Bear dancing is a practice in which wild bears are captured, rendered defenseless and forced to perform for crowds against their will. What seems like a harmless show to outside observers is actually an extremely cruel exercise.
It was a custom in countries like India, Greece, Turkey, and Pakistan but today only bear owners in Pakistan and India still practice it.
Though the bear might appear to enjoy the experience, the training and indoctrination the animal undergoes can be painful and brutal.
Poaching The Victims For Bear Dancing
The bears in question are usually Brown bears, Sloth bears, or Asiatic black bears.
It all starts off with the cub being captured from the wild, often at a very young age. Since mother bears are so protective of their young, they are often shot and killed to avoid an attack. The abducted cubs typically witness this frightening murder. Thereafter, they must undergo the added stress of capture, transport and the resulting captivity.
By this time, the animal is quite frightened and tends to be docile around its captors.
Poachers will typically sell the cubs on the black market, and which they’ll spend the rest of their lives dancing on the streets for money.
Pain Under The Guise Of Training
Before the bear can be exposed to regular training, the animal’s body must be modified.
This often begins with the cub’s sharp teeth being filed down, knocked out with a hammer or extracted with little or no anesthetic. Sometimes, this leaves the animal susceptible to parasites like maggots.

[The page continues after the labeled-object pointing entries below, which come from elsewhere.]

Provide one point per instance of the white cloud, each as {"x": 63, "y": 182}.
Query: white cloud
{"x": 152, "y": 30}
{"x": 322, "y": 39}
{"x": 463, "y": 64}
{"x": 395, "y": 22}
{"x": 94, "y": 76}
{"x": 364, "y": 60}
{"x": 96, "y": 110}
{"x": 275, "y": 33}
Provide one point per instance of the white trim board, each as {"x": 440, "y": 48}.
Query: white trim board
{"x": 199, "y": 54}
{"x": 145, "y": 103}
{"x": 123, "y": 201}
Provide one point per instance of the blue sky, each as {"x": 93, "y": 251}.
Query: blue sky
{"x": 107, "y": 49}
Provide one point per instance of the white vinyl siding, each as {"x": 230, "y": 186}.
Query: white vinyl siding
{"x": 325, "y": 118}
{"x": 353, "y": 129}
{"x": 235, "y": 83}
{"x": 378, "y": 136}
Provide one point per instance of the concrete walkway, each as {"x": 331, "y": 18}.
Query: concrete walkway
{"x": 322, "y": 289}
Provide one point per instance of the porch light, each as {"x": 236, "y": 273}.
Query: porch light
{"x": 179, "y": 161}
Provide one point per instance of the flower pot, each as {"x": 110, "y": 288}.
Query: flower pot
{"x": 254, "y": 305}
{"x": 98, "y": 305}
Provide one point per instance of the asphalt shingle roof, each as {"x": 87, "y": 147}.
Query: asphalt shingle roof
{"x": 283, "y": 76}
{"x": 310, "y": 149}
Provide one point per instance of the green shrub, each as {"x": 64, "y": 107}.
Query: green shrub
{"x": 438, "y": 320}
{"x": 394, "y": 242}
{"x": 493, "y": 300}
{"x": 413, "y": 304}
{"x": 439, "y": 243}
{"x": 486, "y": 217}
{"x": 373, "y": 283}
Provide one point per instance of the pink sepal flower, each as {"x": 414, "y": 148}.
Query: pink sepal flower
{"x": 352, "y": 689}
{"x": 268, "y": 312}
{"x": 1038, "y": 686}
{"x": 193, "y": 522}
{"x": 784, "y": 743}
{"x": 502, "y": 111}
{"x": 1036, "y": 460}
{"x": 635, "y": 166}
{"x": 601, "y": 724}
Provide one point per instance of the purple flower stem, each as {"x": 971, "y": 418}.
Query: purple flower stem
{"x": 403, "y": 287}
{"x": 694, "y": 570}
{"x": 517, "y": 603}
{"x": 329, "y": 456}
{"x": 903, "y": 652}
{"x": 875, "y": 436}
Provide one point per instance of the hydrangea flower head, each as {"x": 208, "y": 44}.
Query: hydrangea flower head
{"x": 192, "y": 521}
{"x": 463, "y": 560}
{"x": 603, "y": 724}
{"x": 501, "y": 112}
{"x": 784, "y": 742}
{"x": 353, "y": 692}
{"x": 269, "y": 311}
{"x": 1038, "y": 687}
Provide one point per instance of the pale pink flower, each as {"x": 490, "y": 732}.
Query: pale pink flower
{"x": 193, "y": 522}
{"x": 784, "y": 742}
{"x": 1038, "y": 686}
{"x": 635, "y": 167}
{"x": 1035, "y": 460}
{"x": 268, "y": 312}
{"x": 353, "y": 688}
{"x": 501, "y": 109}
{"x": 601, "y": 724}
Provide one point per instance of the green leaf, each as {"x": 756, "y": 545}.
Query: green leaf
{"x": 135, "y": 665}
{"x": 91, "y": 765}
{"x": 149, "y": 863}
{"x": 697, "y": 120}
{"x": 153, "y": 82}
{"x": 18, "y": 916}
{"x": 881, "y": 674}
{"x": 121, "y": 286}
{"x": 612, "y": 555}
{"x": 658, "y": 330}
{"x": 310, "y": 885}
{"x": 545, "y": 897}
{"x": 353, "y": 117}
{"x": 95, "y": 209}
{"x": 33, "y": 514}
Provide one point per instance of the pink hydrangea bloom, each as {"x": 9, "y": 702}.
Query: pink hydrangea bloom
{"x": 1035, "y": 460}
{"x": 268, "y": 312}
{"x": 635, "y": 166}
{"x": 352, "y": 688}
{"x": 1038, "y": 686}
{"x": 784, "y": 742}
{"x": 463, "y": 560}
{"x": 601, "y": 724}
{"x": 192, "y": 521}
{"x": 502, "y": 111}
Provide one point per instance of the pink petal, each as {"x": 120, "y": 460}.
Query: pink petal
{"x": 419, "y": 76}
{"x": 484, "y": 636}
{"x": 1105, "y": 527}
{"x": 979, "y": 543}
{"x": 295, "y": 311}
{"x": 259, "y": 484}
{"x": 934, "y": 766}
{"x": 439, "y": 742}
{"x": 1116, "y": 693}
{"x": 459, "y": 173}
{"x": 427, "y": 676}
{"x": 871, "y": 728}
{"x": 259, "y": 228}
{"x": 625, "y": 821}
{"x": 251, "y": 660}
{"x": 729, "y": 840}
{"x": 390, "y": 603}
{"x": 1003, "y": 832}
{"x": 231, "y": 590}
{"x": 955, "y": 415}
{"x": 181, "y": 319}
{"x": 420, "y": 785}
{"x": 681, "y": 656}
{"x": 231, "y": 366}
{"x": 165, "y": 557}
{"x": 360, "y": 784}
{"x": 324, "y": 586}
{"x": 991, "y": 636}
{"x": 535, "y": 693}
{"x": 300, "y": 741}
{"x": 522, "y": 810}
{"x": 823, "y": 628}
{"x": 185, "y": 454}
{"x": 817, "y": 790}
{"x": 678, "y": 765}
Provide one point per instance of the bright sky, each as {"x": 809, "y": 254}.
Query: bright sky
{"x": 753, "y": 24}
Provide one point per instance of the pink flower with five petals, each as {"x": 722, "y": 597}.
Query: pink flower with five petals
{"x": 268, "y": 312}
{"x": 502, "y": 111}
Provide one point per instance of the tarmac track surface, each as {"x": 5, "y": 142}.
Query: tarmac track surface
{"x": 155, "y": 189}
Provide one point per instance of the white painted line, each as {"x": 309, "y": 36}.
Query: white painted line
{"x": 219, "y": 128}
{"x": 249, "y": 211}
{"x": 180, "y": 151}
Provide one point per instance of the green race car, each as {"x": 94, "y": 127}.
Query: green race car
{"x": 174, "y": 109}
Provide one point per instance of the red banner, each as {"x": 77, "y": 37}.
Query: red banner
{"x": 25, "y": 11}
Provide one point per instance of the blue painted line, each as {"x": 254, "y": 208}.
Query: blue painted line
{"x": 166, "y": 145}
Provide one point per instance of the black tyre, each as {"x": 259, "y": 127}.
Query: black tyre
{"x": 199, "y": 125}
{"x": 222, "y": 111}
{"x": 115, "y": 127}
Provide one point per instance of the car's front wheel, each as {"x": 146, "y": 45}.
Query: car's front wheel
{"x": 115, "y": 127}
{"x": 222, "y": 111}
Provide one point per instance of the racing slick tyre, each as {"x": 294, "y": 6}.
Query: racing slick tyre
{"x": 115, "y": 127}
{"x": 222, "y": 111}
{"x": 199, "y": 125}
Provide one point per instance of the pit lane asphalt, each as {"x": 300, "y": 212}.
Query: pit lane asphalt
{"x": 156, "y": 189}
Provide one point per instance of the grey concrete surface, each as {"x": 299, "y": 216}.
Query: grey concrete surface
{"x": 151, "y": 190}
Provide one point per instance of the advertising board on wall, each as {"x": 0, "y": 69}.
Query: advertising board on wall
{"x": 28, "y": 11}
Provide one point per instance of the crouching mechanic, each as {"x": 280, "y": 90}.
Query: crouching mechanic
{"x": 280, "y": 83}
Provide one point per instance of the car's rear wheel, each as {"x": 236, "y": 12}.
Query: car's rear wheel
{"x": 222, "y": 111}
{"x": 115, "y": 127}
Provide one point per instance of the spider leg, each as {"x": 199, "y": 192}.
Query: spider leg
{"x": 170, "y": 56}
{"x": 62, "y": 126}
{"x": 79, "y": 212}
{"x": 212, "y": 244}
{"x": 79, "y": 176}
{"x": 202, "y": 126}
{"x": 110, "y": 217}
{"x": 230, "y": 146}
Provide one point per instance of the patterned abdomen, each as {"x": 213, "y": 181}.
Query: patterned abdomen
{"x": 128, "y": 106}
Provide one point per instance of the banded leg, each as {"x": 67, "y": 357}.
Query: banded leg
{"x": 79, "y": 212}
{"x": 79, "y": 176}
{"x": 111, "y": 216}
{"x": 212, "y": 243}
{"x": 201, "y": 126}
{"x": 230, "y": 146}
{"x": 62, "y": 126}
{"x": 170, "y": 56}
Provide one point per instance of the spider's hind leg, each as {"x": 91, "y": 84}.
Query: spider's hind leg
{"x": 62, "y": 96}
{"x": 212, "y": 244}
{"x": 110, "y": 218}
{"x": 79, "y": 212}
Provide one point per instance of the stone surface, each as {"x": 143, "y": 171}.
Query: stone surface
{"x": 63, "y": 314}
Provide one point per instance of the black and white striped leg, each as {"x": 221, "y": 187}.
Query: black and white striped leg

Next, the cub’s claws are also removed. Finally, these painful procedures culminate in a restraint device that is attached to the animal’s muzzle area.
Sometimes this restraint is in the form of a chain link. Or a dirty rope threaded directly through a hole drilled or bored with a hot poker through the animal’s jaw or muzzle.
Once the cub is completely defenseless, training for the dance routine can begin.
Trainers sometimes heat up metal sheets and push the bear out onto them. Of course, the cub will not be able to stand in place or sit down without suffering burns. With no other option, the cub reacts by lifting one foot after another in a painful, agonizing regimen. This jerky movement eventually becomes second nature to the animal and looks like a “happy dance.”
Yet, other trainers utilize weapons to prod, poke and beat the cub into submission and force it to perform. The rope or chain in the jaw is also used to yank the animal around in order to help choreograph the dance routine. Some training methods also employ starvation tactics to entice the bear to do the master’s bidding.
Young cubs may also be subjected to what is called bear baiting in addition to bear dancing. Bear baiting pits the cub or adult trainee against vicious attack dogs in a brutal, often fatal confrontation.
Dancing bears often perform for up to 12 hours every day begging for money in the streets.
Where Is This Happening And Is There Any Help For Dancing Bears?
The practice of submitting captured bears to such harsh and egregious conditions is common in countries like India and Pakistan. Despite efforts to crack down on this mistreatment of such innocent and defenseless animals, trainers continue to defy the law. They do this by perpetrating the dancing and baiting shows for eager audiences willing to pay to watch.
Multiple organizations and efforts designed to stop these cruel and unnatural practices are currently rescuing these animals and rehabilitating them at sanctuaries where they receive regular care, affection and attention.
An organization called Wildlife SOS estimates that there were approximately 1,200 dancing bears in India in 1996. That’s despite the practice being outlawed there since 1972.
Wildlife SOS partnered with a group called International Animal Rescue to seize and rehabilitate over 620 bears, reportedly removing the last one in India from a trainer’s custody in 2009.
Unfortunately, Wildlife SOS and International Animal Rescue cannot adequately police all of the regions where this cruel practice takes place. Practitioners in India frequently cross the border into Nepal or Pakistan to continue making money off the dancing shows and bear baiting exercises.
Much more education and activism may be the only way to completely eradicate this awful ritual.
Nevertheless, here are a few things you can do to help:
- Never patronize a roadside bear or other animal show.
- Discourage other tourists from watching or paying to watch these shows.
- If possible, speak to locals about the cruelty of these actions if you happen to be in the vicinity.
- You can report to environmental authorities or even the police if you witness bear dancing or other animal cruelty.
Almost 2,000 bears are still out there suffering this way in India and Pakistan.